= Tamapin =

Tamapin is a toxin from the Indian Red Scorpion (Hottentotta tamulus), which is a selective and potent blocker of SK2 channels.

== Etymology ==
Tamapin is named after the scorpion from which it was isolated.

== Sources ==
Tamapin has been isolated from hottentotta tamulus, the Indian red scorpion.

== Chemical structure and methods of isolation ==
Tamapin belongs to short-chain scorpion toxin subfamily 5, together with PO5 and Scyllatoxin. Its sequence similarity to other toxins that can compete with the binding site of apamin is much lower. It is 31 amino acids long and its weight is 3458 daltons. Its amino acid sequence is AFCNLRRCELSCRSLGLLGKCIGEECKCVPY, with disulfide bonds between Cys3-Cys21, Cys8-Cys26, and Cys12-Cys28 (chemical formula C_{146}H_{234}N_{42}O_{42}S_{6}).

Tamapin has been isolated via detection of the apamin-competing fraction of the venom from the scorpion via a Sephadex G-50 size exclusion chromatography, followed by high performance liquid chromatography (HPLC).
An isoform of tamapin, tamapin-2, has been found, in which the tyrosine is replaced by a histadine. Tamapin-2 can also compete very effectively with apamin for binding to synaptosomes.

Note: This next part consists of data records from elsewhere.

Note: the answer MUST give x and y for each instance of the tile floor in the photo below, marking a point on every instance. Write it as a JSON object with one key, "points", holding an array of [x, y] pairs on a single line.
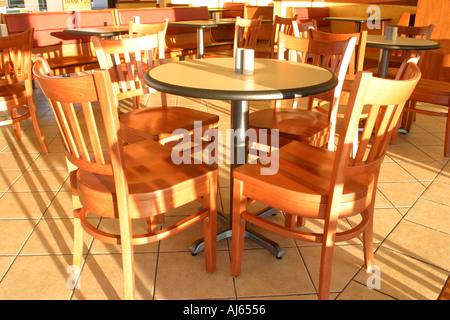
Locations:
{"points": [[412, 232]]}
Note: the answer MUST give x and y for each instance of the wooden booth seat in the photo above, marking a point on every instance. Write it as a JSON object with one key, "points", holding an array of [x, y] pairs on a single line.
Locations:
{"points": [[64, 52], [179, 40], [318, 14], [236, 9]]}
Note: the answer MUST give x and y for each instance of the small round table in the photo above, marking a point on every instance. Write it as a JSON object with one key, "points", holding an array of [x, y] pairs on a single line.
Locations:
{"points": [[215, 78], [401, 43]]}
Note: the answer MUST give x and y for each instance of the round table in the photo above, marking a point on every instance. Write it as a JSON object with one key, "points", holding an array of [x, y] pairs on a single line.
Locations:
{"points": [[215, 78], [401, 43]]}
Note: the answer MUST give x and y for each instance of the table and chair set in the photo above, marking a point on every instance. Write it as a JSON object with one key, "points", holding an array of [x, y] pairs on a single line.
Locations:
{"points": [[306, 174]]}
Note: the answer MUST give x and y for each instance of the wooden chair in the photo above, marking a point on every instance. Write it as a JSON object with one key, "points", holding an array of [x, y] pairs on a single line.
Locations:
{"points": [[398, 56], [266, 12], [128, 60], [279, 24], [306, 125], [16, 89], [301, 29], [319, 184], [120, 182], [356, 64], [434, 92], [246, 33]]}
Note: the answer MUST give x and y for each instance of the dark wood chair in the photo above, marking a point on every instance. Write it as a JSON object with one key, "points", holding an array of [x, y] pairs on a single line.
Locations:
{"points": [[306, 125], [320, 184], [16, 89], [128, 60], [122, 182]]}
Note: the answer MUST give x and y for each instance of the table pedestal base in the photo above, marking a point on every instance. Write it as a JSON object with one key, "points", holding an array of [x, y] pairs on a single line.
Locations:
{"points": [[239, 123]]}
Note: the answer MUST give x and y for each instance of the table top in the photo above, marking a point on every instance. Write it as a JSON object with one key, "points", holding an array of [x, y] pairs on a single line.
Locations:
{"points": [[208, 23], [405, 43], [107, 31], [356, 19], [215, 79]]}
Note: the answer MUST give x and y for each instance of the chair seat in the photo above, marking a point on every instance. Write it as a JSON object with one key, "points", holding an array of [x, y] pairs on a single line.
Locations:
{"points": [[294, 124], [304, 176], [153, 179], [159, 123]]}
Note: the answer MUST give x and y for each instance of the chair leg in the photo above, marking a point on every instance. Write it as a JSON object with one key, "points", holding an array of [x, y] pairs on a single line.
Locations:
{"points": [[326, 259], [78, 238], [210, 228], [238, 229], [368, 241]]}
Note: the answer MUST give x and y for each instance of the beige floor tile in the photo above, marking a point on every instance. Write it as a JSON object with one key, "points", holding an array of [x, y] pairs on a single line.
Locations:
{"points": [[262, 274], [53, 236], [431, 214], [175, 268], [438, 192], [25, 205], [102, 277], [421, 243], [14, 233], [393, 172], [51, 161], [36, 278], [347, 261], [7, 178], [40, 180], [405, 278], [16, 161], [401, 194], [422, 171], [359, 291], [407, 153]]}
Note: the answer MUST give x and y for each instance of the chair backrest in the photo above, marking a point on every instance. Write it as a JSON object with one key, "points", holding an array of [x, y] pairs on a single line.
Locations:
{"points": [[301, 28], [15, 57], [127, 61], [246, 33], [267, 12], [280, 24], [82, 129], [420, 32], [332, 55], [357, 60], [385, 99]]}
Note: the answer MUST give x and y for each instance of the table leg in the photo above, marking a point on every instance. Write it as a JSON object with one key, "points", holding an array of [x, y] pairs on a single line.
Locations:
{"points": [[200, 43], [239, 123], [383, 65]]}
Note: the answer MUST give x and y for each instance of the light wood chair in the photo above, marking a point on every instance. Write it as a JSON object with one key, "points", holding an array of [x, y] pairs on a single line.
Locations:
{"points": [[324, 185], [122, 183], [433, 92], [128, 60], [246, 33], [16, 89], [279, 24], [356, 64], [306, 125]]}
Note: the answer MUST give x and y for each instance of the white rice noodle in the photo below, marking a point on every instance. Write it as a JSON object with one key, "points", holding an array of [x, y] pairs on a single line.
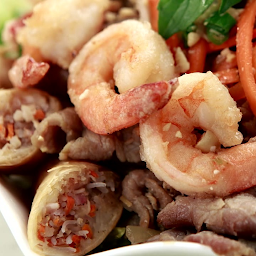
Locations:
{"points": [[15, 142], [49, 232], [69, 239], [79, 191], [96, 185], [65, 248], [53, 240], [82, 233], [66, 223], [53, 206]]}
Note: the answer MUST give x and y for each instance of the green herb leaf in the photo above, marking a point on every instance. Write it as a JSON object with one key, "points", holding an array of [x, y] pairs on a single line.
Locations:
{"points": [[218, 27], [177, 15], [226, 4]]}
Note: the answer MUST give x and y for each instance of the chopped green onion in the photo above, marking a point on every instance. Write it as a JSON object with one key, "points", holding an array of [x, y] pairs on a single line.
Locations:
{"points": [[177, 15], [226, 4], [218, 27]]}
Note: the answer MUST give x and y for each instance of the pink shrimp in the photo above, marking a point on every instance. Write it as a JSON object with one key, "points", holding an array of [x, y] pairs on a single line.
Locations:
{"points": [[136, 58], [27, 72], [175, 152]]}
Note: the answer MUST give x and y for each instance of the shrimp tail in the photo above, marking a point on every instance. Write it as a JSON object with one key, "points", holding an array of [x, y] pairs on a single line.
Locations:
{"points": [[122, 110]]}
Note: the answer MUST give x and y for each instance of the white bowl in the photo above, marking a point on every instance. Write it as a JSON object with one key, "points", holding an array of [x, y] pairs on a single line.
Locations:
{"points": [[16, 215]]}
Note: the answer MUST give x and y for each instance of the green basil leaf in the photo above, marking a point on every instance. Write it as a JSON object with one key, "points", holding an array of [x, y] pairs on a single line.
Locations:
{"points": [[177, 15], [218, 27], [226, 4]]}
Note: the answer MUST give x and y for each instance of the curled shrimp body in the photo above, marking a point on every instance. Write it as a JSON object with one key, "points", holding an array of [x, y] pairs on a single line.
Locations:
{"points": [[58, 29], [175, 152], [130, 56]]}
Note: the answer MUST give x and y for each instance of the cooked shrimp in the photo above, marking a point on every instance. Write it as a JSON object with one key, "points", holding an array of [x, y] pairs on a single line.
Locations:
{"points": [[27, 72], [172, 150], [59, 29], [132, 54]]}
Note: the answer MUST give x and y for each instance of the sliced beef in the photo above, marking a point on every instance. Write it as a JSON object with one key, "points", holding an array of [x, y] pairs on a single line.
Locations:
{"points": [[144, 194], [234, 215]]}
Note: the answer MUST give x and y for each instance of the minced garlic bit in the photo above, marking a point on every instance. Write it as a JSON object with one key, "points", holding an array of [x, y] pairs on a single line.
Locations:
{"points": [[229, 55], [167, 127], [84, 94], [193, 38], [182, 63], [126, 201], [216, 172], [178, 134]]}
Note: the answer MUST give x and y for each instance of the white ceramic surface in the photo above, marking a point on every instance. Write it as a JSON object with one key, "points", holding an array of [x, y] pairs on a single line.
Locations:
{"points": [[16, 215]]}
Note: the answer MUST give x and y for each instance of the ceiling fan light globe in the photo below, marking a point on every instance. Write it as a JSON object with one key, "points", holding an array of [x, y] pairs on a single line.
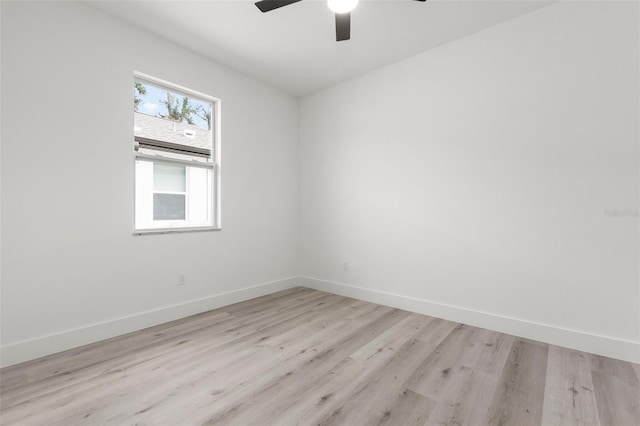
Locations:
{"points": [[342, 6]]}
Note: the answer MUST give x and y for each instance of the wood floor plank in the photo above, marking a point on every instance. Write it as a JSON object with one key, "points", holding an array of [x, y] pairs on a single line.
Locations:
{"points": [[466, 400], [439, 369], [302, 356], [367, 399], [519, 396], [618, 399], [569, 398], [191, 362]]}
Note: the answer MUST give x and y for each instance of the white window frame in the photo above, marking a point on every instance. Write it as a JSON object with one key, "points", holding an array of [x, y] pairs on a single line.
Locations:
{"points": [[213, 164]]}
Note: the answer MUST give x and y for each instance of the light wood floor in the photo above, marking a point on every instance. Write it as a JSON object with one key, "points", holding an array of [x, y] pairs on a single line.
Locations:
{"points": [[306, 357]]}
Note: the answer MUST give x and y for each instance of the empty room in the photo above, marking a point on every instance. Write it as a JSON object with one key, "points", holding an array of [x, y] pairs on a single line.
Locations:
{"points": [[320, 212]]}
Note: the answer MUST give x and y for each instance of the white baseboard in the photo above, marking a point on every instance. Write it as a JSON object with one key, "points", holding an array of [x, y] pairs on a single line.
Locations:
{"points": [[612, 347], [26, 350]]}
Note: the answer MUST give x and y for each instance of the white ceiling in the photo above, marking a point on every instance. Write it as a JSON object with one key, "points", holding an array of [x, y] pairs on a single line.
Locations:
{"points": [[294, 47]]}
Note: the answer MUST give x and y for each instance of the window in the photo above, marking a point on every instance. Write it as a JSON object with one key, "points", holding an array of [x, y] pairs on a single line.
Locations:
{"points": [[176, 146]]}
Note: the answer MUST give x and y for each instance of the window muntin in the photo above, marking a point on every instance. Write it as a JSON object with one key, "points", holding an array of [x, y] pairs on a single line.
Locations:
{"points": [[175, 145]]}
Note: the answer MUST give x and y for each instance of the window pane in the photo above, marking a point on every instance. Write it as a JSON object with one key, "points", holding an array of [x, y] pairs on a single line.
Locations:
{"points": [[168, 207], [169, 178], [168, 116]]}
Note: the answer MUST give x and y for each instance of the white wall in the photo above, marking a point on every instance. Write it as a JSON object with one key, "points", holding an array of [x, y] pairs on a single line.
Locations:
{"points": [[72, 271], [472, 180]]}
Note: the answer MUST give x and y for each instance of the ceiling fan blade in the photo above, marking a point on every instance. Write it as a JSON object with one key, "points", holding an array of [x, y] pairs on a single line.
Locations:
{"points": [[343, 26], [267, 5]]}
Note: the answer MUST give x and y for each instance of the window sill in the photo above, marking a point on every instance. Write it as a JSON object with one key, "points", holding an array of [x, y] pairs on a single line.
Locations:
{"points": [[174, 230]]}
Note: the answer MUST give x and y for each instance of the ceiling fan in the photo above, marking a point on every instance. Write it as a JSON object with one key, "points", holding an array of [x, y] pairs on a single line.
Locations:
{"points": [[342, 9]]}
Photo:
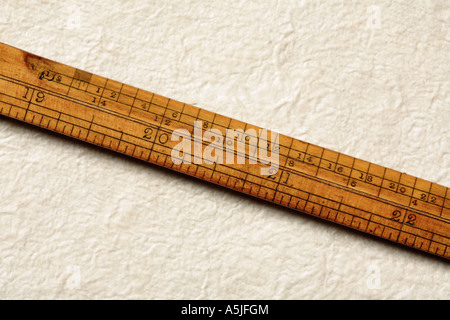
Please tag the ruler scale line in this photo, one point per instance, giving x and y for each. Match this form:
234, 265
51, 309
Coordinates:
324, 183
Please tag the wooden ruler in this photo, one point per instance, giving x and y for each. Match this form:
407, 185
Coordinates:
314, 180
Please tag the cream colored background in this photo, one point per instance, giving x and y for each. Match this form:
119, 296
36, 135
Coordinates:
366, 78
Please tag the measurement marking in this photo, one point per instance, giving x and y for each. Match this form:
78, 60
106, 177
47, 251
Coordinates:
316, 190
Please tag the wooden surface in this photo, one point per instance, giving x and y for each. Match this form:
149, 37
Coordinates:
317, 181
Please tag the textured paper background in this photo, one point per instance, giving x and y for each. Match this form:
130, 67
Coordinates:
366, 78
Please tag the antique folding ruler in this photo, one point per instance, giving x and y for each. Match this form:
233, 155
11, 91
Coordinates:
311, 179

== Target and mode of action ==

The target of tamapin is the small conductance calcium-dependent potassium (SK) channel. This scorpion toxin blocks SK2 channels with selectivity for SK2 versus SK1 channels in a largely reversible manner. Despite completely different sequences, Apamin (a bee venom toxin) and tamapin share at least in part, the same binding sites on rat brain synaptosomes. Cloned SK2 are most sensitive for Apamin in binding assays and physiological recordings. However, tamapin displaces Apamin in binding assays and is therefore a stronger toxin with respect to Apamin. SK 1 and SK 3 are only affected with a high concentration of tapamin and therefore this toxin inhibits SK2 with the highest affinity, SK3 intermediate and the lowest affinity for SK1 channels. A less closely related member of the SK channels is the intermediate conductance calcium activated potassium channel SK4, also known as IK1, which is not sensitive to Apamin and is also not affected by Tapamin. The same applies to voltage dependent potassium channels; the block of SK2-mediated currents is not voltage dependent. This specific channel block evokes a reduction in the small conductance calcium-dependent potassium channels current.

== Toxicity ==

Previous studies showed that the effect of tamapin is largely reversible and depends on time and concentration. The Indian red scorpion (Hottentotta tamulus) causes a large number of deaths annually especially among young children. Its venom contains highly specific potassium channel blockers such as iberiotoxin, which is a highly specific blocker of the high conductance calcium activated potassium channel, and tamulustoxin.